Civil parish in County Clare, Ireland

Killone (Cill Eoin) is a civil parish of County Clare, Ireland, to the southwest of Ennis. It is known for the ruins of Killone Abbey on the grounds of Newhall House and Estate.

==Location==

Killone is in the Barony of Islands, 4 km southwest of Ennis on the road to Kildysart.
It is 1.6 km southwest of Clareabbey. The parish is 6.04 by 5.23 km and covers 2314 ha.
The parish covers most of the western screen of the head of the River Fergus estuary, and combines fertile low ground with rocky hillocks, hills, and ridges.
The parish holds Killone Lough.

==Antiquities==

Domnall Mór Ua Briain, styled King of Limerick, founded Killone Abbey around 1190 for Augustinian nuns, dedicated to Saint John the Baptist. Slaney, daughter of King Donogh Carbreach of Thomond, was abbess of this nunnery. She died in 1260.

The ruins are near the northeast of Lake Killone. The graveyard and abbey are privately owned, part of Newhall Estate, and as protected sites under national monument legislation, guardianship is vested in the Office of Public Works. As it is private land, access is available with the owner's permission. Killone Abbey is linked to Clare Abbey by the Pilgrim's Road, a footpath. There is a holy well dedicated to Saint John near the abbey.

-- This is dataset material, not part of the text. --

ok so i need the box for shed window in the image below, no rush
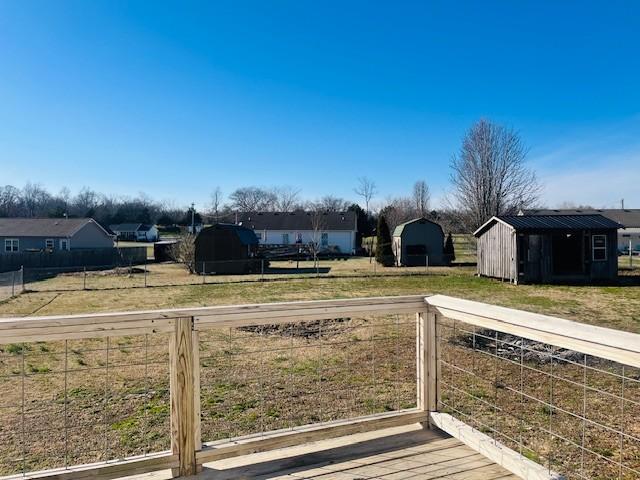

In 1544 King Henry VIII of England granted the abbey, three townlands, all the tithes of the parish of Killone and much other property in Clare to Murrough O'Brien, 1st Earl of Thomond. In 1580 Killone Castle was the property of the Baron of Inchiquin. There is now no trace of the castle except for Newhall House.

As of 1837 the parish was united with the Clareabbey parish in the Catholic church.
There was a chapel at Ballyea.
The population in 1841 was 2,777 in 429 houses.
The civil parish is now part of the Ballyea/Clarecastle Catholic parish. Mass is still held at Saint John's Well.

==Townlands==

Townlands are Ballyea, Ballyvullagan, Bansha, Barloughra, Barnanageeha, Cappagarraun, Darragh North, Darragh South, Drumadrehid, Drummeen East, Drummeen West, Edenvale, Kilglassy, Killerk East, Killerk West, Kilmoraun, Kilmore, Knockanira, Lackennaskagh, Lismulbreeda, Newhall, Rathmeehan, Reaghfa, Shannacool and Teermaclane.